Every art form has peaks and valleys of relevance. Shakespeare could say of stage actors that they were "the abstract and brief chronicles of the time," whose portrayals could destroy a reputation. Percy Bysshe Shelley could declare with a straight face that poets were "the unacknowledged legislators of the world." James Joyce could have a budding intellectual novelist proclaim — with youthful grandiosity but not without legitimacy—that he was setting out on his career, "to forge in the smithy of my soul the uncreated conscience of my race." Which stage actor — which poet — which intellectual novelist — could say such things today and be taken seriously by anyone but his doting mother?
So too, there was a generation of movie makers—several generations—who brought the dreams of the world to life.
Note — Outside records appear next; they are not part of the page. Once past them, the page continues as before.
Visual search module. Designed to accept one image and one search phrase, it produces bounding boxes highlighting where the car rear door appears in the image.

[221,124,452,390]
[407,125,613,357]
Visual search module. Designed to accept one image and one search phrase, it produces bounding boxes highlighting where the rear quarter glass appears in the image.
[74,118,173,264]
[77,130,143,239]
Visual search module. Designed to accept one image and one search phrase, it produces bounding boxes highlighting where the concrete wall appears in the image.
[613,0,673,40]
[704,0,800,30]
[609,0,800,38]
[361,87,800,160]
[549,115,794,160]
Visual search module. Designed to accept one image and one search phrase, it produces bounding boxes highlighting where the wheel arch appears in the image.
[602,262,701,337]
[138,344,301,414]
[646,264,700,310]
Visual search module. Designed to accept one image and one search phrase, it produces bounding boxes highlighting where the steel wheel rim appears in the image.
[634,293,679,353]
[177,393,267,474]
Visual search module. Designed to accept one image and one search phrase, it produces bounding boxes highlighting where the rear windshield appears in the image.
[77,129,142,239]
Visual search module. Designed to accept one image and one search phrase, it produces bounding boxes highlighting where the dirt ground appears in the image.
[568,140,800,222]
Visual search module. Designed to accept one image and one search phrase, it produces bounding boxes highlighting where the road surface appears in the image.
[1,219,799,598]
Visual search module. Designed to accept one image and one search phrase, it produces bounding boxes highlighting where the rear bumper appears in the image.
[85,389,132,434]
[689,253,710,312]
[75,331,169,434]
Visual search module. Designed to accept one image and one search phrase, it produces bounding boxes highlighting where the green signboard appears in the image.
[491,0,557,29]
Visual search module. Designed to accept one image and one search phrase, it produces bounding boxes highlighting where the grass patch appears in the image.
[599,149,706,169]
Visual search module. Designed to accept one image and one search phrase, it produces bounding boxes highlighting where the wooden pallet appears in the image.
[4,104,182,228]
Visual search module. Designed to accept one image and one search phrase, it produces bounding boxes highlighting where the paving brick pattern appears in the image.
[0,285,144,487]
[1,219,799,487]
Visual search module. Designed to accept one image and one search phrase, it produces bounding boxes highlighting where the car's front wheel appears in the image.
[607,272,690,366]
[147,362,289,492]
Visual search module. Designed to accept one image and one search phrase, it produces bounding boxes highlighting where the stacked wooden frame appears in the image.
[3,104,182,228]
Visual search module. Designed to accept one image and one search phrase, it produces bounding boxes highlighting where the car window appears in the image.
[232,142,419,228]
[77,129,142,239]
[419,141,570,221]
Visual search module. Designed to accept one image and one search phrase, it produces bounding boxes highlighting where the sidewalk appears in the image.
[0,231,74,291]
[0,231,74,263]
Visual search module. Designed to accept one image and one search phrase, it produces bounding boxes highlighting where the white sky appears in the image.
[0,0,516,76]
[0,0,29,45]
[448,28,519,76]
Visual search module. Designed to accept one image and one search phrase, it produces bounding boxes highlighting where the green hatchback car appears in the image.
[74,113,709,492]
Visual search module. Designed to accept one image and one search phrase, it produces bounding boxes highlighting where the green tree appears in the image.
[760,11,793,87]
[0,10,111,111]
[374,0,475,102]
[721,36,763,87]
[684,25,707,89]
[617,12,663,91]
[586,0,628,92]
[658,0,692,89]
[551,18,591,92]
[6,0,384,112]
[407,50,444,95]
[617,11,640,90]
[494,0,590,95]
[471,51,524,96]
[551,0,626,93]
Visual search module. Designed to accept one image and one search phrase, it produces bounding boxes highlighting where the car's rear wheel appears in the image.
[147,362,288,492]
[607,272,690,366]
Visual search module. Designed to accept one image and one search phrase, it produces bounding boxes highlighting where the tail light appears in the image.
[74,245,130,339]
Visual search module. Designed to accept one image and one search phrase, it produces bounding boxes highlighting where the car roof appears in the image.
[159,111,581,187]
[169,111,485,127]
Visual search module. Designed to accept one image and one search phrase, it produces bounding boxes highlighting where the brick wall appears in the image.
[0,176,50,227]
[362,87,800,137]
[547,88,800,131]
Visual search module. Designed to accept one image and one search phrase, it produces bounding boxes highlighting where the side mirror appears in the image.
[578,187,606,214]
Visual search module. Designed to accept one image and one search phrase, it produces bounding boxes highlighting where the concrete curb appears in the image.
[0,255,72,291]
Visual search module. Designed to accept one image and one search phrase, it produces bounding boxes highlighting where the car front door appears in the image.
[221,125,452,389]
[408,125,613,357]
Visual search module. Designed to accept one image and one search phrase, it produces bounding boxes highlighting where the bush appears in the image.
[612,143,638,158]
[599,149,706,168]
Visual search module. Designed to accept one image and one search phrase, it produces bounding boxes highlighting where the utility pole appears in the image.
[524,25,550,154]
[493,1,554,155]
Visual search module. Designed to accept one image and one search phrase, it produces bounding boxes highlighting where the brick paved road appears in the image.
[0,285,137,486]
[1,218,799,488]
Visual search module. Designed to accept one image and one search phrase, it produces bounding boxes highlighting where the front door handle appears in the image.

Neal Gabler in Empire of Their Own talked about how movies once "colonized the American imagination," and in the same vein Geoffrey O'Brien called film The Phantom Empire because it captured — in more senses than one — the way people thought and felt about their country and the world. But the list of nine Oscar nominees shows how far the art form has receded from its imperial moment. As John Nolte at Big Hollywood pointed out, only one of the nine nominees — The Help — was a major hit, and the films of the year that were major hits — Rise of the Planet of the Apes, X-Men: First Class — weren't Oscar-worthy. In other words, Hollywood is less and less capable of making important pictures of high quality that the general public wants to see.
In a wonderful post earlier this year, Nolte offered his advice for how to bring the movies back to full vigor: give us real movie stars, stop insulting America and Americans, emulate the NFL's respect for its audience, etc. But I wonder if Doctor John might be writing a prescription for a patient who has already died.